Los 6 de la Fama. De izquierda a derecha: Jordi (de preso), Rosa (de policía), Carlos (de médico), Pilar (de mujer fatal), yo (de hippy) y Mercedes (de ídem)
No sé como será para los que vivan allí todo el año. Si sé por amigos de Pamplona o de Valencia que en su semana (o semanas, a veces la cosa se alarga) de fiesta grande, sean los Sanfermines, sean las Fallas, son muchos los que durante esos días procuran irse de vacaciones para evitarse el follón, la multitud o los ruidos que abarrotan la ciudad, día y noche, haciendo imposible el descanso para los que tengan la obligación de trabajar. Pero creo que Cadiz es otra cosa. Habrá gente que prefiera irse durante los días del carnaval, pero la gran mayoría de los gaditanos y sobre todo los «viñeros» (los habitantes del barrio de La Viña), lo viven de verdad.
Son famoso los carnavales de Río de Janeiro o los de Tenerife: peñas y cofradías que se tiran todo el año elaborando sofisticadísimos trajes, que nombran Reina del Carnaval, o que desfilan con unas carrozas decoradas hasta el límite. En Cadiz prima el ingenio y, sobre todo, la alegría. Por supuesto que hay disfraces, carrozas (modestas y pequeñas, por La Viña no pueden maniobrar las grandes) y peñas, llamadas allí comparsas, coros o cuartetos. Pero, insisto, no hay grandes despliegues ni vestidos elaboradísimos. En Cadiz prima el ingenio y dentro de su modestia, los disfraces son a cada cual más divertidos.
¡A Cadiz que nos vamos!
Coincidió que nos venía bien irnos para allá a varios amigos. La primera ventaja es que disponíamos de una casa en Rota, como cuartel general. En Cadiz los hoteles estaban ya reservados hacía tiempo, y es una ciudad donde, si ya de por sí el tráfico es difícil, en carnavales mucho más. De hecho los parking públicos que pudimos ver, estaban todos al completo. Irse para Cadiz en coche y en estas fechas puede suponer una desesperación.

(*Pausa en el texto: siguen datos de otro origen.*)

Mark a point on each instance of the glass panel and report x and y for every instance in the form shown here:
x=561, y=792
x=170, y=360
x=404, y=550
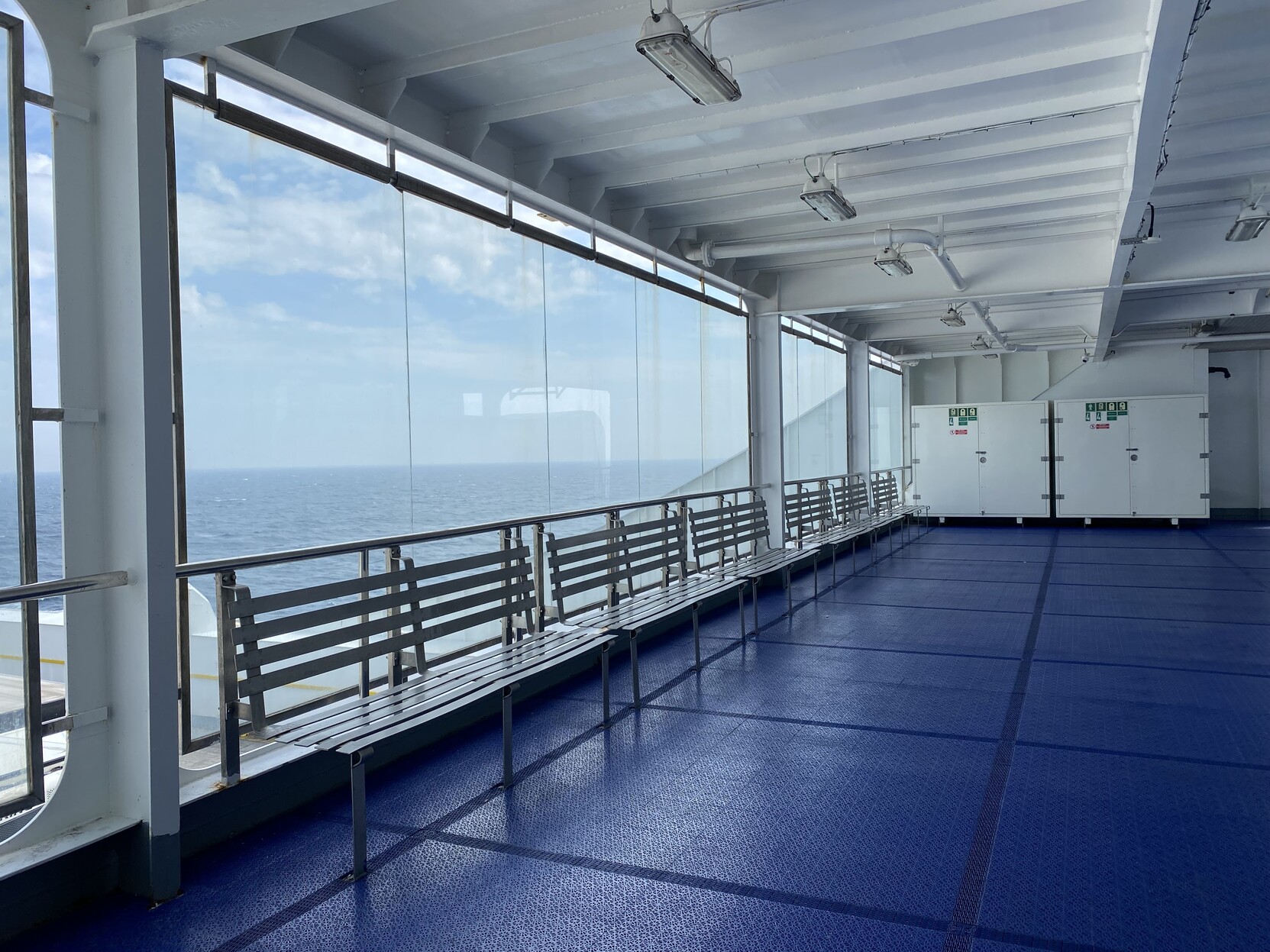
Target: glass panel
x=295, y=340
x=724, y=400
x=478, y=369
x=592, y=394
x=814, y=395
x=789, y=405
x=885, y=419
x=15, y=766
x=670, y=390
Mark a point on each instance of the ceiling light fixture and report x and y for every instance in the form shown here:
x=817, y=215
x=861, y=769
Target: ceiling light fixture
x=1250, y=224
x=825, y=198
x=670, y=46
x=893, y=263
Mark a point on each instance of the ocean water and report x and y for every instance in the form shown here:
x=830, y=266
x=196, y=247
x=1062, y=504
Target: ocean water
x=245, y=511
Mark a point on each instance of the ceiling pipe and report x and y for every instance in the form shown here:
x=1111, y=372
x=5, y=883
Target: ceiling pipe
x=1087, y=346
x=709, y=252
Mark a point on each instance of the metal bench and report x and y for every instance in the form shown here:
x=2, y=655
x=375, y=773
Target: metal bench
x=614, y=560
x=732, y=534
x=887, y=505
x=291, y=636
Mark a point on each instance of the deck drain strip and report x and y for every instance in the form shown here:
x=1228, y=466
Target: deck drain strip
x=965, y=913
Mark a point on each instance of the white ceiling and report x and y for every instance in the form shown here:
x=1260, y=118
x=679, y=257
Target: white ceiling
x=553, y=95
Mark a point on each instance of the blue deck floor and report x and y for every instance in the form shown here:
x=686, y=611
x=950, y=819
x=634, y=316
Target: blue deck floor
x=998, y=739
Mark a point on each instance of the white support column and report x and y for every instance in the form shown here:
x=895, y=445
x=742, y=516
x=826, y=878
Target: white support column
x=111, y=226
x=858, y=409
x=766, y=421
x=137, y=455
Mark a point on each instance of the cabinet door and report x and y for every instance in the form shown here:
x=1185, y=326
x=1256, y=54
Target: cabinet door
x=945, y=463
x=1013, y=476
x=1166, y=440
x=1093, y=475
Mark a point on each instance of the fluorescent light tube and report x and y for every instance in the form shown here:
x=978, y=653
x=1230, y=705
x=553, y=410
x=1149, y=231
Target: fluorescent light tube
x=671, y=49
x=1249, y=225
x=892, y=262
x=827, y=201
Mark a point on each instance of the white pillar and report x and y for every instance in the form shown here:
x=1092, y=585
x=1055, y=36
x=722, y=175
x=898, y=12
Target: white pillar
x=137, y=456
x=858, y=408
x=766, y=421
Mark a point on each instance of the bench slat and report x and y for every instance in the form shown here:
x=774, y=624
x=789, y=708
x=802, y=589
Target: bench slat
x=258, y=685
x=264, y=605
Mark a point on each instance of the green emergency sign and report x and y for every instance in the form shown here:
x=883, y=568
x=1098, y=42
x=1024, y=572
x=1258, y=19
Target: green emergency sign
x=1109, y=410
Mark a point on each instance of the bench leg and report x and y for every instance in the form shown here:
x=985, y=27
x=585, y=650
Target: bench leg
x=635, y=668
x=603, y=678
x=696, y=639
x=507, y=737
x=357, y=781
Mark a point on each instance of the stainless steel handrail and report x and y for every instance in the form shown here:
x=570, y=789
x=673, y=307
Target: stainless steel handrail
x=189, y=570
x=63, y=586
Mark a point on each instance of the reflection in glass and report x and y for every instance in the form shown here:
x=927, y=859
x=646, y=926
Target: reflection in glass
x=885, y=419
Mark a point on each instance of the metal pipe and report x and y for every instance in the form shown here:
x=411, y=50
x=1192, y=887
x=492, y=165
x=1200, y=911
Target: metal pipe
x=883, y=237
x=1089, y=344
x=63, y=586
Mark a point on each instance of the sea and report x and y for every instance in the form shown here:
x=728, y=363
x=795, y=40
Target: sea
x=233, y=513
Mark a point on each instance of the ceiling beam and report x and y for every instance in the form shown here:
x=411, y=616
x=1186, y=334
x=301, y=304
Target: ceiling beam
x=641, y=80
x=791, y=153
x=186, y=27
x=651, y=128
x=1002, y=145
x=628, y=15
x=1168, y=40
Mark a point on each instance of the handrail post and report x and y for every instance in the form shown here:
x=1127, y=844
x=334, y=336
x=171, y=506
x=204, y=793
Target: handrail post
x=228, y=677
x=505, y=545
x=364, y=681
x=540, y=568
x=392, y=563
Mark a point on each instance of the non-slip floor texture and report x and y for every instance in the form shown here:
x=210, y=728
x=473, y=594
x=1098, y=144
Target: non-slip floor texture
x=994, y=739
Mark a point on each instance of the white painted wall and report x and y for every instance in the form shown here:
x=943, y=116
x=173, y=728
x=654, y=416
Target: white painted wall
x=1239, y=431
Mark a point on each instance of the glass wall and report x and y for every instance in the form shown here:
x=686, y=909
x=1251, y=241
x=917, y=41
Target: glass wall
x=361, y=362
x=814, y=408
x=885, y=418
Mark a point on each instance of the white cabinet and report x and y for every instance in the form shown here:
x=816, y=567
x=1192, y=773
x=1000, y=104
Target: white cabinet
x=983, y=460
x=1142, y=457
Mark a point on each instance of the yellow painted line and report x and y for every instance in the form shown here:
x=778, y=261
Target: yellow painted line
x=42, y=660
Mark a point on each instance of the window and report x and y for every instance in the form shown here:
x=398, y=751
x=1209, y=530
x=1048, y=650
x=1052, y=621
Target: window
x=885, y=415
x=814, y=404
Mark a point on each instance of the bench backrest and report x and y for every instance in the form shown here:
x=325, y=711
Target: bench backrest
x=729, y=526
x=614, y=557
x=376, y=615
x=806, y=511
x=852, y=499
x=885, y=492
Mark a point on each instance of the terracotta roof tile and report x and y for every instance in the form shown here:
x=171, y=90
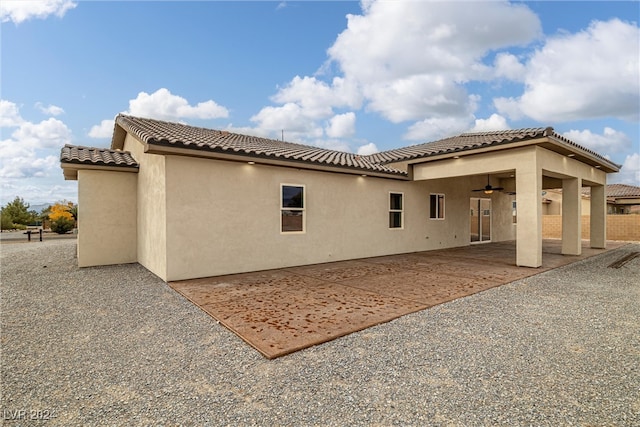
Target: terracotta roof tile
x=156, y=132
x=97, y=156
x=470, y=141
x=169, y=134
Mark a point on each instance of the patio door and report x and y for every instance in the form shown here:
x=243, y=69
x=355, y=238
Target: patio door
x=480, y=220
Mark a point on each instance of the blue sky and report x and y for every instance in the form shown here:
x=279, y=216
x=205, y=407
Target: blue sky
x=356, y=76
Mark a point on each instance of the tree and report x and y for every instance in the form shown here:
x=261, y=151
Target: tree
x=17, y=212
x=62, y=225
x=62, y=216
x=61, y=210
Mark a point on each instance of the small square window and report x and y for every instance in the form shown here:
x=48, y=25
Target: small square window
x=436, y=206
x=292, y=210
x=395, y=210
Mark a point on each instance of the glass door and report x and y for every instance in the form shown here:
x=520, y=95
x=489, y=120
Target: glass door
x=480, y=220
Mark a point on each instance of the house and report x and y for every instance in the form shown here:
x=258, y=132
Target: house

En Rota nos esperaba mi hermano mayor, Manolo, y mi cuñada Teresa. Ya jubilados, pasan temporadas allí desde hace muchos años. Conocedores de todos los garitos y restaurantes, habían reservado mesa para cenar en «el mejor sitio para comer pescaíto frito»… La Retama, era su nombre, lo digo por si alguien tiene la oportunidad de acercarse y comprobarlo. Tras el largo viaje desde Madrid de unas seis horas, se agradecía meternos en ambiente y en un puerto pesquero como es Rota la calidad está garantizada. Así que, ayudados por varias botellas de manzanilla que fueron cayendo, disfrutamos de las muy bien hechas frituras y raciones del establecimiento. Aún nos sorprendería el domingo, día de la partida, llevándonos a comer a otro establecimiento de su confianza, La Bahía. Esta vez especializado en comida casera típica roteña (ortiguillas, cazón en adobo -o «adobo», a secas- callos con garbanzos, berzas con choco…a cada cual mejor). Nos volvíamos para Madrid y nuestra intención era coger la carretera a la una… salimos de allí a las cinco, no digo más.
Cruzando la bahía
Desde Rota un barquito cruza la bahía varias veces al día, y en estas fechas los servicios estaban reforzados. Por aproximadamente cinco euros el trayecto, y en un recorrido de media hora, atraviesas la bahía viendo a la izquierda la base militar de Rota, con sus grandes barcos de guerra y el Puerto de Santa María. Ya desde Rota se puede ver la ciudad de Cadiz y, según te vas aproximando, vas distinguiendo las grandes grúas del puerto.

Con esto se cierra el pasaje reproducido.